I became a mother a little over a year ago,and one thing I noticed that immediately changed about me after having my son was my ability to understand how I felt and why I felt a certain emotion. After child birth and once the reality of having a child truly set in, I completely lost it! I could not keep myself together to save my life. I felt so down and out of whack. I talked to my doctor (and also watched documentaries about post-partum depression) to understand why I felt the way I did. my doctor said it was completely normal to feel a little off emotionally after having a baby, “it takes time for you body to get back to ‘Normal’ ” he said. So I gave it try.

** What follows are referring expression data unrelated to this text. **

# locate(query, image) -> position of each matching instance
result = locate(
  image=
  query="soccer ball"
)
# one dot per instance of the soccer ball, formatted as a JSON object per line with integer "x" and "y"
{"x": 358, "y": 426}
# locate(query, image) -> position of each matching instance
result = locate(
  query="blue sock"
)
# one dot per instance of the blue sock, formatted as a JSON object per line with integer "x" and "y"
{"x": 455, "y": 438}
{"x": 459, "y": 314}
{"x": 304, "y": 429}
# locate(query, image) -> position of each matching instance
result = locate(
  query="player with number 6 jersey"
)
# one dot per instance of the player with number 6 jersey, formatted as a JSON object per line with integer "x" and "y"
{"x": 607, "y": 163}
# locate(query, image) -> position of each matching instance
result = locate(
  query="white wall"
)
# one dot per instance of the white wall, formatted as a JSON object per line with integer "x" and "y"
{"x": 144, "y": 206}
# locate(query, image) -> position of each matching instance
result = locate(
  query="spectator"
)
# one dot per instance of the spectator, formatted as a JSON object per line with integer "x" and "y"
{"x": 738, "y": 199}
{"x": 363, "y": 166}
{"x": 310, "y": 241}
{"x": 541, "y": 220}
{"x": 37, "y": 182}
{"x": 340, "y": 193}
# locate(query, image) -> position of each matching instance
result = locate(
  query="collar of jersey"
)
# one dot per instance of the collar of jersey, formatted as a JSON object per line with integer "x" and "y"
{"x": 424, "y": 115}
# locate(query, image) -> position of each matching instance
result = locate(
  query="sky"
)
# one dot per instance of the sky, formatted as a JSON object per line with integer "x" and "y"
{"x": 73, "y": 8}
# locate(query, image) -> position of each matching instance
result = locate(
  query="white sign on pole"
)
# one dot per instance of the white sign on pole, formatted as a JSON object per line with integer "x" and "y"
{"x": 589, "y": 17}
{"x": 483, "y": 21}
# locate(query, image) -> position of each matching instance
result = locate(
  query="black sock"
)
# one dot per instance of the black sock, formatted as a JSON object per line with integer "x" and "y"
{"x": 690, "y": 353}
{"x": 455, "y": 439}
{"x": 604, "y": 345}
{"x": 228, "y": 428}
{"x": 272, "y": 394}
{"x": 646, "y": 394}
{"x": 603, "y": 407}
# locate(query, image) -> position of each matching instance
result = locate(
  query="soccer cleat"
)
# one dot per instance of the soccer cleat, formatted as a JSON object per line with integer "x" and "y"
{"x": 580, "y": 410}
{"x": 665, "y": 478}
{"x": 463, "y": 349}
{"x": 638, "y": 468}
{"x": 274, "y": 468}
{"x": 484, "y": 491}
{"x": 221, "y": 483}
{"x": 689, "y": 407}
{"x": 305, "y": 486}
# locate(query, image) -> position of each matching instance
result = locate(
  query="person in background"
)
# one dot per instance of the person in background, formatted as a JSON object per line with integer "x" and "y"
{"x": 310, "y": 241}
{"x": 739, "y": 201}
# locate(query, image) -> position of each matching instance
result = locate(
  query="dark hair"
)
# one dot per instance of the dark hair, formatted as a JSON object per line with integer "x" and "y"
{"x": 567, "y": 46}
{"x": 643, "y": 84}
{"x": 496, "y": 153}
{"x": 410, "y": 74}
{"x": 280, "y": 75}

I hopelessly waited for the day I did not feel so miserable, always obsessing over the idea that I was a young, black, single mother , who realistically speaking, now had to change the course of my life to find a place for this baby that I now had. That day never came… It’s a little over a year now and I still feel down in the dumps and endlessly imagining my life kid -free and all the things I would have been doing with it. I decided that this would not be for me, so now I am on a journey to understand the root of my feelings. What I mean by that is, starting out by asking myself “why I feel like having a child is such a terrible thing? ” Now I have a start, then we begin to peel back the onion to uncover the not so fun thoughts and feelings and to confront them. Once I thought about my issue in that way I realized I lacked motivation and goals in my life, something that I had always had in mind were the things that I wanted to achieve and succeed at. Once I had my son I no longer thought about myself, it was always him. Neglecting and failing to see myself as still being an individual actually forced me into a more negative selfish depression.
I wanted to have “Me” back so badly that I stopped caring as a mother a little. I started to slowly feel myself slip mentally away from my son. I was not engaging with him as much or having a great amount of patience with him. There was a moment that my patience was so thin, that I screamed out of pure frustration, anger, sadness and resentment in front of him. When I looked at his face and saw confusion mixed with some fear. I knew I had to change my ways! I did not want my son to fear me because of my inability to overcome whatever this thing was. So now I write I pour all my negatives out in the openness of my solitude. The way I see it, is these thoughts and feeling are better out than in, I always make sure I am alone when I release, that I may not influence or plant negativity in the heart of another person. My three word mantra I live by is ” Be present today”. Understand that the more you negatively think of the past or the future (of which you truly know nothing about) you get caught up in the mental trap that will eventually starve and deprive you of your happiest and most peaceful thoughts/moments.
My last thoughts to leave you with is live in today, take care of who you are today because that person is different than the person you were yesterday and will help structure the person you will be tomorrow. Take the time to understand YOU.